The output is statistics about the sequence database. For example, if we use the tool on the previous sequence database given as example, we get the following statistics:

========== MD-SEQUENCE DATABASE STATS ==========
File /D:/workspace/SPMF_2019_for_release/bin/ca/pfv/spmf/test/ContextMDSequenceNoTime.txt
Number of MD-sequences : 4
Number of dimensions: 3
Dimension 0 has 2 different values.
Dimension 1 has 3 different values.
Dimension 2 has 3 different values.
Number of distinct items: 8
Largest item id: 8
Average number of itemsets per sequence : 3.25 standard deviation: 0.82915619758885 variance: 0.6875
Average number of distinct item per sequence : 4.0 standard deviation: 0.7071067811865476 variance: 0.5000000000000001
Average number of occurences in a sequence for each item appearing in a sequence : 1.25 standard deviation: 0.4330127018922193 variance: 0.18749999999999997
Average number of items per itemset : 1.5384615384615385 standard deviation: 0.4985185152621431 variance: 0.2485207100591716

Input file format

The input file format is defined as follows. It is a text file where each line represents a multi-dimensional sequence from a sequence database. Each line is separated into two parts: (1) a MD-pattern and (2) a sequence.
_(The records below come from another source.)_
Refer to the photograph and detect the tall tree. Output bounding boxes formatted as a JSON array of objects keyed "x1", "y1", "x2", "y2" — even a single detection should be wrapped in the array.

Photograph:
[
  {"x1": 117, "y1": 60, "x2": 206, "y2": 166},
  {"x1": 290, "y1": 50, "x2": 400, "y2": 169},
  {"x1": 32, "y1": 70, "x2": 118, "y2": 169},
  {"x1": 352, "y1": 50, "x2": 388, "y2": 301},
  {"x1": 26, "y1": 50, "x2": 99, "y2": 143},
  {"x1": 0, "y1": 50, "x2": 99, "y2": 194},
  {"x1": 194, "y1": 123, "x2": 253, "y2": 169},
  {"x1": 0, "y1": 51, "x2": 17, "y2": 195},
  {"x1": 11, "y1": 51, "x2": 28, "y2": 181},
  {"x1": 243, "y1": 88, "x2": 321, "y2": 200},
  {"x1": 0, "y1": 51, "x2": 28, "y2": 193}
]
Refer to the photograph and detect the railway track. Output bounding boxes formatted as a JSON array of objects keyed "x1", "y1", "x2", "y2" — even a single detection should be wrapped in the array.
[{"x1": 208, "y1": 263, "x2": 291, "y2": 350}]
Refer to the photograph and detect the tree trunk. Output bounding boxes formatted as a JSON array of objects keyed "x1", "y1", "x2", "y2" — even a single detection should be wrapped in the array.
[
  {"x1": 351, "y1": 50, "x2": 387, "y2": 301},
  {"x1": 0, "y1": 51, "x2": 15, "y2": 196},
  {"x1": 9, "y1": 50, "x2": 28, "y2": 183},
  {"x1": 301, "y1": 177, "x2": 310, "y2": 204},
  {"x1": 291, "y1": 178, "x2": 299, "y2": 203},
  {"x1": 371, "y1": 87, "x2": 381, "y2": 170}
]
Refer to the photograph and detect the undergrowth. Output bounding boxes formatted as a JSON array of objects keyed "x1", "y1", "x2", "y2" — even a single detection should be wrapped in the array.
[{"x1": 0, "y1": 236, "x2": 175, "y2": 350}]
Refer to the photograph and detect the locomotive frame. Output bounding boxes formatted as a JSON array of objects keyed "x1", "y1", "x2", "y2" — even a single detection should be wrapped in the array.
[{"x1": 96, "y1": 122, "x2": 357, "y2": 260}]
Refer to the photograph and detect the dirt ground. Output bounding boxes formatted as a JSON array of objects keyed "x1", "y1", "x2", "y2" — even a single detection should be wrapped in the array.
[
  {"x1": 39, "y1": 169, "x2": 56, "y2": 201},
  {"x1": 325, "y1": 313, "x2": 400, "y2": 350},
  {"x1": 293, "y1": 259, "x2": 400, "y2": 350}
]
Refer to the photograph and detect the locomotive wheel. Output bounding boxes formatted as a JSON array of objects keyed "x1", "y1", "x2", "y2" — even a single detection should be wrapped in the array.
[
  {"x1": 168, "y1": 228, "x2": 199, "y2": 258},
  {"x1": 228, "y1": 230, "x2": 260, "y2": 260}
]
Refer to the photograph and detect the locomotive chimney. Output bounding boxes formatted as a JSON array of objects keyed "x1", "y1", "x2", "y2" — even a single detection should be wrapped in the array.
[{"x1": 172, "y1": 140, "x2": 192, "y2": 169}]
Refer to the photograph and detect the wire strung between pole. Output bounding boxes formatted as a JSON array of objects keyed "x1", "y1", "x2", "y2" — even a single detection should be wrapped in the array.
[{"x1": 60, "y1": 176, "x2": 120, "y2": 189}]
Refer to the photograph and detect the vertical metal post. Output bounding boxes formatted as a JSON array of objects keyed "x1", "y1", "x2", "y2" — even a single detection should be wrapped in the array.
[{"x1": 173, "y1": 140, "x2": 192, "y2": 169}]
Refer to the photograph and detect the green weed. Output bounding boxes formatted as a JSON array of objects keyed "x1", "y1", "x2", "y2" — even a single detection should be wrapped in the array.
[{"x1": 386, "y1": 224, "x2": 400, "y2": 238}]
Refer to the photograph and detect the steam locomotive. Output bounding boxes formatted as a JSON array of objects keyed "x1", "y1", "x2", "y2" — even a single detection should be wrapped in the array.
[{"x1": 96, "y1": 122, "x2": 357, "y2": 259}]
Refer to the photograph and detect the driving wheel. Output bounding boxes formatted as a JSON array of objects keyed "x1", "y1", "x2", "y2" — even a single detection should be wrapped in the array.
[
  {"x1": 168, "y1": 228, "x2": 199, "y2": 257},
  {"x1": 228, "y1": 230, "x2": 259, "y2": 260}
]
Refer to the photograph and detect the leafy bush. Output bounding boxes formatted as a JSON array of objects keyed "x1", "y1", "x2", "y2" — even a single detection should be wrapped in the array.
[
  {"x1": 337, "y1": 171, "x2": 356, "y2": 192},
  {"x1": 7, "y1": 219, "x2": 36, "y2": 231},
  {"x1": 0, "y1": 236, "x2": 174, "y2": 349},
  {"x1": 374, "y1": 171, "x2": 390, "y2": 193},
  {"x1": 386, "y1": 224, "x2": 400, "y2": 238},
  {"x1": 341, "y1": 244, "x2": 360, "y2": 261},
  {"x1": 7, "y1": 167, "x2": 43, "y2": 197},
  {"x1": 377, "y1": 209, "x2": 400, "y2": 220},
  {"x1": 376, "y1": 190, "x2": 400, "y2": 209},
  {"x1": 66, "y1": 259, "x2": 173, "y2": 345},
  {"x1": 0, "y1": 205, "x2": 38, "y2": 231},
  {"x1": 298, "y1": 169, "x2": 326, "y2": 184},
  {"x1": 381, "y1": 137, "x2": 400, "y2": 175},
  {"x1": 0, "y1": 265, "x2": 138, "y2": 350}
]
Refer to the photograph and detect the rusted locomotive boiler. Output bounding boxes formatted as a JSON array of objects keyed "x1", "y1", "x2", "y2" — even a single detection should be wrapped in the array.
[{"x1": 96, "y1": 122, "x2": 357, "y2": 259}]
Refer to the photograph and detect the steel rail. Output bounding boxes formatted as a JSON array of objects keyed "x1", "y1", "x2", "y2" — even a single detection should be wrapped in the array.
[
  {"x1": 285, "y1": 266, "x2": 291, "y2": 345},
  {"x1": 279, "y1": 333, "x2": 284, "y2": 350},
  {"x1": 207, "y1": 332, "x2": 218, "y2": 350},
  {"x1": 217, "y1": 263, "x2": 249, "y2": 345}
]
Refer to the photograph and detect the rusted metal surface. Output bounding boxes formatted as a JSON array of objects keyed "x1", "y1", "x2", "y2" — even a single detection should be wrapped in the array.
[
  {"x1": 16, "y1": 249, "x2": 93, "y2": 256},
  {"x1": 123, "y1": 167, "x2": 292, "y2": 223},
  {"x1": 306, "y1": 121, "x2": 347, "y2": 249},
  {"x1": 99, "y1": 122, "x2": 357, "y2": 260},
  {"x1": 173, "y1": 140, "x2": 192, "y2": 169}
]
The first part is a list of dimension values separated by single spaces. A dimension value is a positive integer or the symbol "*" meaning "any values". Finally, the value "-3" indicates the end of the first part. Note that each line should have the same number of dimension values.
The second part of each line is a sequence. Each item in a sequence is represented by a postive integers and items from the same itemset within a sequence are separated by single space. Note that it is assumed that items within a same itemset are sorted according to a total order and that no item can appear twice in the same itemset. The value "-1" indicates the end of an itemset. The value "-2" indicates the end of a sequence (it appears at the end of each line).
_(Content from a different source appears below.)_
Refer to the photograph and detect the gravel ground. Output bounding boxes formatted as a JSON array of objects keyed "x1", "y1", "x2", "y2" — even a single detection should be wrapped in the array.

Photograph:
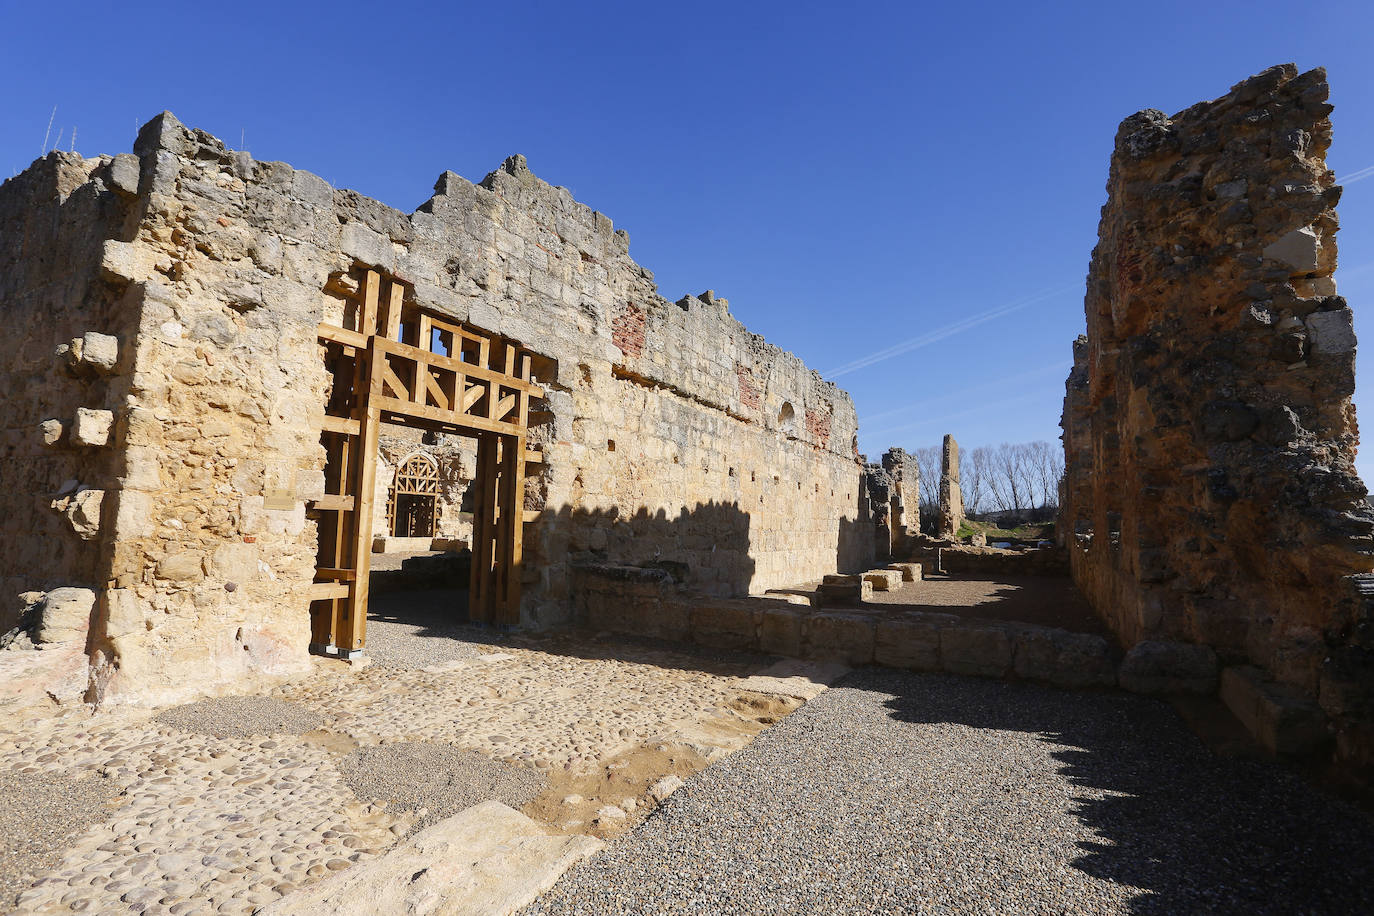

For example, the input file "ContextMDSequenceNoTime.txt" contains the following four lines (four sequences).

1 1 1 -3 2 4 -1 3 -1 2 -1 1 -1 -2
1 2 2 -3 2 6 -1 3 5 -1 6 7 -1 -2
1 2 1 -3 1 8 -1 1 -1 2 -1 6 -1 -2
* 3 3 -3 2 5 -1 3 5 -1 -2

This file contains four MD-sequences (four lines). Each line has 3 dimensions in each MD-Pattern. For example, consider the second line. It represents a MD-sequence where the value for the three dimensions are respectively 1, 2 and 2. Then, the sequence in this MD-Sequence is the itemset {2, 6} followed by the itemset {3, 5}, followed by the itemset {6, 7}.